Both of my contacts are set up to see at a distance, and I use OTC readers for close-up viewing. It's worked out best that way for me, I tried mono vision and never adapted to or liked it.
Hi chazas,
Contrary to your opthamologist's observation, I am happy with my choice of monofocal vision set for close and intermediate. My glasses script is
OD -1.50 x -1.25 @ 170
OS -1.50 x -0.75 @ 180
I can navigate the house in the early mornings and the middle of the night without my glasses, and I can see my phone at night which serves as my clock, alarm, and source of audiobooks. I use lightweight multifocal glasses which provide excellent vision at all distances. Granted, it can be a chore to adapt to multifocal lenses, but I think it will be easier for you with a milder script than you had previously. Also, don't hesitate to ask for a remake if you are not happy with glasses lenses.
When I asked for the bias toward close and intermediate, my opthamologist was skeptical; however, he understood when he learned that I am a librarian. His responses was, "Ah yes, librarians and accountants like that."
Best wishes.
I'm updating because I find reading others' stories helpful, hopefully someone will find my journey useful too.
The contacts (particularly the toric contact in my bad eye) are basically good, my vision is stable and I appreciate being able to see much better. At my request the optometrist also gave me trial pair for monofocal (bad eye at -2, good eye at plano). She was insistent on the -2 rather than -1.5. In any event, after only a couple of days trying them out I pretty much know it won't work for me. The monovision approach does give me functional reading and distance vision, but when my eyes are working together rather than individually I'm getting much better visual acuity.

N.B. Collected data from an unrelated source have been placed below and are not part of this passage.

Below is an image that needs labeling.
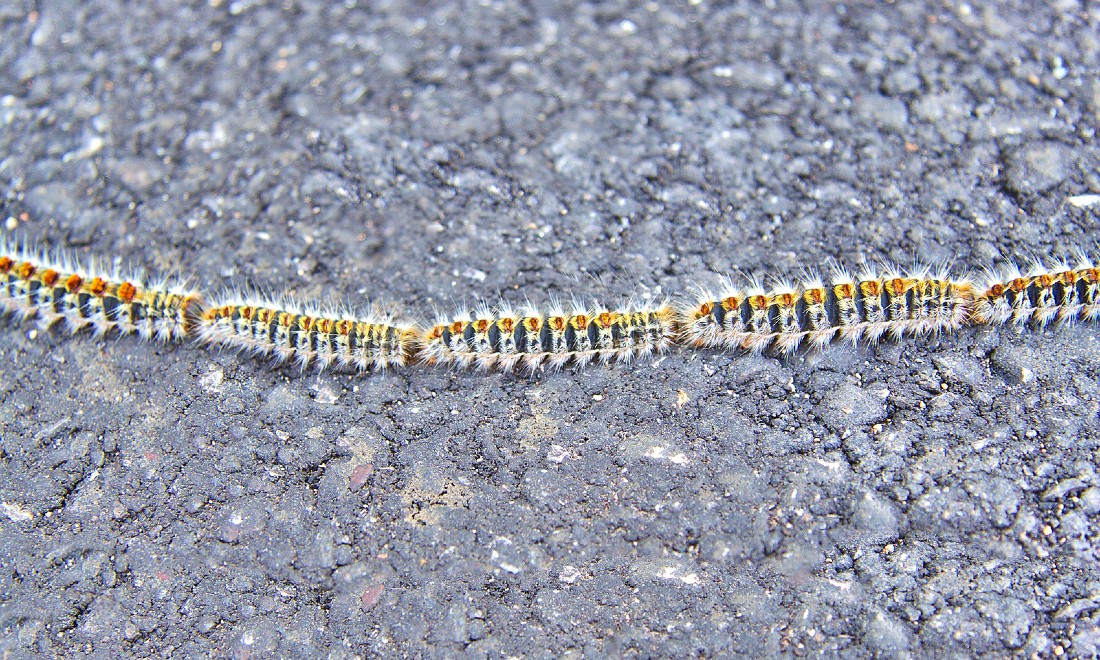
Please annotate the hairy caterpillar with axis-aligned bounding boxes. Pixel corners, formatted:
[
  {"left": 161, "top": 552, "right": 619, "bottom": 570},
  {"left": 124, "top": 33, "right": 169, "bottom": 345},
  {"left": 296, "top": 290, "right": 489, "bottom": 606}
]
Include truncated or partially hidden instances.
[
  {"left": 195, "top": 292, "right": 420, "bottom": 372},
  {"left": 679, "top": 266, "right": 975, "bottom": 354},
  {"left": 421, "top": 300, "right": 677, "bottom": 371},
  {"left": 972, "top": 255, "right": 1100, "bottom": 327},
  {"left": 8, "top": 230, "right": 1100, "bottom": 376},
  {"left": 0, "top": 238, "right": 202, "bottom": 341}
]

It's like my brain is picking the best of both images.
The toric contacts for the "bad" eye aren't perfect, though - they get dry, they rotate, etc. I'm guessing I have good vision about 60% of the time they're in. So I'm decided to proceed with the PRK touch-up. If I'm not doing monovision, the opthamologist really wants both eyes to end up focused at distance, rather than close up/intermediate, he says he has literally never had anyone be happy with that choice. Still pondering whether I'm ok with that, I had wanted the opposite so I could work (I spend all day at the computer) without glasses. The downside is that I will always have to use glasses to read/use the computer. The upside is that if I forget or damage my glasses, I should be able to get by with drugstore readers. I'll probably reconcile myself to what he wants, but need to think about it.

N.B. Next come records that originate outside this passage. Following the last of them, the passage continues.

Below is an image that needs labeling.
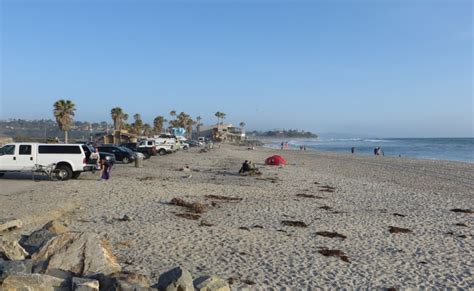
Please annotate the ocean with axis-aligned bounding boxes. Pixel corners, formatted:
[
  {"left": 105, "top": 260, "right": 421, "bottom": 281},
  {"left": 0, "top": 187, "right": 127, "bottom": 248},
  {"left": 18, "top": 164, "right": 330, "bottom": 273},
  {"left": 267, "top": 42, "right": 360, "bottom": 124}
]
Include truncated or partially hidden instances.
[{"left": 263, "top": 138, "right": 474, "bottom": 163}]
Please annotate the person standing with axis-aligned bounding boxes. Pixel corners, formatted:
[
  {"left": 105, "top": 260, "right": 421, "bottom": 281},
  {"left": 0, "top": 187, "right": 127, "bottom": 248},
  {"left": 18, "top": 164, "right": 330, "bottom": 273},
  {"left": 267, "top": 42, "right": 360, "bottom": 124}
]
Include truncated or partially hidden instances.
[
  {"left": 90, "top": 148, "right": 100, "bottom": 172},
  {"left": 351, "top": 147, "right": 355, "bottom": 154},
  {"left": 99, "top": 156, "right": 113, "bottom": 181}
]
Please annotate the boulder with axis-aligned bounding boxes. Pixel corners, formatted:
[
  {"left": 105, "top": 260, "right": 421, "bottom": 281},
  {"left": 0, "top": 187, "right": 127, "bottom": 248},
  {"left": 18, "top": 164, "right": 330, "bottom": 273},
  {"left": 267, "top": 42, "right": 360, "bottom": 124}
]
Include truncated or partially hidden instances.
[
  {"left": 155, "top": 266, "right": 193, "bottom": 291},
  {"left": 112, "top": 271, "right": 151, "bottom": 290},
  {"left": 72, "top": 277, "right": 100, "bottom": 291},
  {"left": 43, "top": 220, "right": 70, "bottom": 234},
  {"left": 0, "top": 273, "right": 68, "bottom": 290},
  {"left": 194, "top": 276, "right": 230, "bottom": 291},
  {"left": 0, "top": 239, "right": 29, "bottom": 260},
  {"left": 20, "top": 220, "right": 69, "bottom": 254},
  {"left": 32, "top": 232, "right": 121, "bottom": 278},
  {"left": 0, "top": 218, "right": 22, "bottom": 232},
  {"left": 0, "top": 259, "right": 33, "bottom": 283}
]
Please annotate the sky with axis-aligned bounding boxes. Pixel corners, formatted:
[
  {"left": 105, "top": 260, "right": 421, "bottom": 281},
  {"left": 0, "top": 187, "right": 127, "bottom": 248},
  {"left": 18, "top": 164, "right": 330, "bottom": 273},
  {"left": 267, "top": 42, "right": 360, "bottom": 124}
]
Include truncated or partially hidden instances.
[{"left": 0, "top": 0, "right": 472, "bottom": 137}]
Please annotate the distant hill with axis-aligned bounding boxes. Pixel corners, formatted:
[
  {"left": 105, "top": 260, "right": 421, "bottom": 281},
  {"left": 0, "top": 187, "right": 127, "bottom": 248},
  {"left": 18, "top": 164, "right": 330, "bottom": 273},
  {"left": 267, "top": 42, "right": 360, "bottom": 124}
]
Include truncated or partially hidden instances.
[
  {"left": 247, "top": 129, "right": 318, "bottom": 139},
  {"left": 0, "top": 119, "right": 110, "bottom": 140}
]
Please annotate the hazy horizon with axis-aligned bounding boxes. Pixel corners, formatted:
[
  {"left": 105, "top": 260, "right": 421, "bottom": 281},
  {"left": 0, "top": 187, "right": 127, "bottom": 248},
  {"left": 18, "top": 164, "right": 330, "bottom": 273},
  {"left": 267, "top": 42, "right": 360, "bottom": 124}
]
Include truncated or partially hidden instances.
[{"left": 1, "top": 0, "right": 472, "bottom": 138}]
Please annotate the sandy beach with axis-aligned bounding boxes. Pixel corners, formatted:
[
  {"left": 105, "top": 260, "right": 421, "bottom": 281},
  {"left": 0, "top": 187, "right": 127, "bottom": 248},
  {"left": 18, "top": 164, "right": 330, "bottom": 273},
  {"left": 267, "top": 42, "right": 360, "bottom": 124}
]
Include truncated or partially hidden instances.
[{"left": 1, "top": 144, "right": 473, "bottom": 289}]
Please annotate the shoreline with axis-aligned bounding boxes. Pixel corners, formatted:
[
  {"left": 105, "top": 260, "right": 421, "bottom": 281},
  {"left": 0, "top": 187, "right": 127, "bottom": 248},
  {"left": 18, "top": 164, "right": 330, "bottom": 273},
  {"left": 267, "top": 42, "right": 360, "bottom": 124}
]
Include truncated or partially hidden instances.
[
  {"left": 1, "top": 144, "right": 473, "bottom": 288},
  {"left": 256, "top": 137, "right": 474, "bottom": 164}
]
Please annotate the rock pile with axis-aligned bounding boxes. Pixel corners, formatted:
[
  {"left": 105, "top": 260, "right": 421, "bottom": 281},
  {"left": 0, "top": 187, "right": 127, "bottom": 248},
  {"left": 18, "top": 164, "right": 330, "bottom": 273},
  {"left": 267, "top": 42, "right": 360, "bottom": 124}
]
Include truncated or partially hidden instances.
[{"left": 0, "top": 220, "right": 230, "bottom": 290}]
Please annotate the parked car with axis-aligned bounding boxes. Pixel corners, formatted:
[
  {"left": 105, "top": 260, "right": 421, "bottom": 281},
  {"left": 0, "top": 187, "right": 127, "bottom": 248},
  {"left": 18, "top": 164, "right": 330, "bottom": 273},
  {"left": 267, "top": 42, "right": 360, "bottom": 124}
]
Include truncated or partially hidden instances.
[
  {"left": 180, "top": 142, "right": 190, "bottom": 150},
  {"left": 96, "top": 145, "right": 136, "bottom": 163},
  {"left": 120, "top": 141, "right": 156, "bottom": 159},
  {"left": 138, "top": 139, "right": 157, "bottom": 156},
  {"left": 0, "top": 143, "right": 88, "bottom": 180},
  {"left": 155, "top": 143, "right": 175, "bottom": 155},
  {"left": 118, "top": 146, "right": 144, "bottom": 160},
  {"left": 188, "top": 140, "right": 203, "bottom": 147}
]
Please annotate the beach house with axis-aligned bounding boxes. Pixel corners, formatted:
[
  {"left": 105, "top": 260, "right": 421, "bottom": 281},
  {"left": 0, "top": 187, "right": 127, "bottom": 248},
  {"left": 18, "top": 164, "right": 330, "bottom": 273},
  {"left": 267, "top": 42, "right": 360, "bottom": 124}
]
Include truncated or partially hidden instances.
[{"left": 198, "top": 124, "right": 245, "bottom": 142}]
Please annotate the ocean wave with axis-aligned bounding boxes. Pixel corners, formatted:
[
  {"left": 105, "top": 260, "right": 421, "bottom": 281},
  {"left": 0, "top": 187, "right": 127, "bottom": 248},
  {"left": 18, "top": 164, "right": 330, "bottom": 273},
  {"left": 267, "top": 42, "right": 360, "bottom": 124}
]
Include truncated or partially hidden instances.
[{"left": 363, "top": 139, "right": 390, "bottom": 143}]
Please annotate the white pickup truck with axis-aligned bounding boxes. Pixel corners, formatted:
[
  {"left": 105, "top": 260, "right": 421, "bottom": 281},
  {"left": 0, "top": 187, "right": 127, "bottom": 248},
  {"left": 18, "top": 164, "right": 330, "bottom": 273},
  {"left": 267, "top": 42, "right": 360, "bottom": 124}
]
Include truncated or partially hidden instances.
[
  {"left": 0, "top": 143, "right": 88, "bottom": 180},
  {"left": 153, "top": 134, "right": 177, "bottom": 155}
]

The last piece will be dealing with my "good" eye, which also has a cataract that is just starting to impair my vision. Most likely, I will just do a "match" with a monofocal lens to wherever the "bad" eye ends up. Though I may experiment with multifocal contacts in that eye after I get the PRK, and am also pondering waiting for the Symfony lens to be approved in the US, on the theory that the extended depth of field couldn't hurt and I'm not in any rush to do it.